Beat the eggs in a bowl until combined and add to the sugar. Mix the two together gently until just combined and set aside. Beating hard will mix air into the mixture like a super incompetent meringue mix and prevent the brownies from achieving the full fudgey glory.

Break the chocolate into pieces, chop up the butter and throw together into a bowl. From this point, you can go very naturalistic and melt over a saucepan of boiling water or you can hurl it into a microwave like I do. If you chose the latter option, be very careful to keep taking the mixture out and stirring it to prevent the parts of the mixture which melt first from burning. Trust me, I've burned chocolate one in the microwave and it was disgusting.

I like to take the melty mix out of the microwave with a few little pieces of chocolate still floating around and use the heat of the mixture to finish the job. If you do this, it should not be so hot as to scramble the eggs in the next stage which is -

- gently pouring the chocolate and butter liquid into the eggy sugar. Whisk as you pour the mixture in to make sure the egg does not become cooked by the chocolate's heat but not so hard as to introduce lots of air.

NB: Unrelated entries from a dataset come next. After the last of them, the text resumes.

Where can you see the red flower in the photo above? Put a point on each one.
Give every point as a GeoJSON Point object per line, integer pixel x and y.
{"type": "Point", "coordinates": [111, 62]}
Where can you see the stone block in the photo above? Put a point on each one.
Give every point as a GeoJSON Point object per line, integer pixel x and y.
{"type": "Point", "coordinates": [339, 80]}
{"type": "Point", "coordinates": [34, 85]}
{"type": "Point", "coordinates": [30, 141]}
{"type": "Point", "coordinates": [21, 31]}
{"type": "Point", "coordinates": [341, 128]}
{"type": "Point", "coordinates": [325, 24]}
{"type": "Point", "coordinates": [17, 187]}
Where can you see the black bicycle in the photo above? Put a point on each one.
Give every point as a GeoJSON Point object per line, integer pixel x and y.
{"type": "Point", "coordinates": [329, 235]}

Mix the flour, cocoa powder, almonds, cherries and vanilla essence together and add to the wet mix. Fold in with a metal spoon until you have just reached the point where no flour is visible. With flour in the mix, there is now the threat of developing gluten which will stiffen the brownie. So, once again, keep the mixing to a minimum.

Pour into the tin, level the surface and bake for about an hour until the mix no longer wobbles or makes crackling noises when taken out of the oven.

Allow to cool, cut into twelve and serve as and when you like.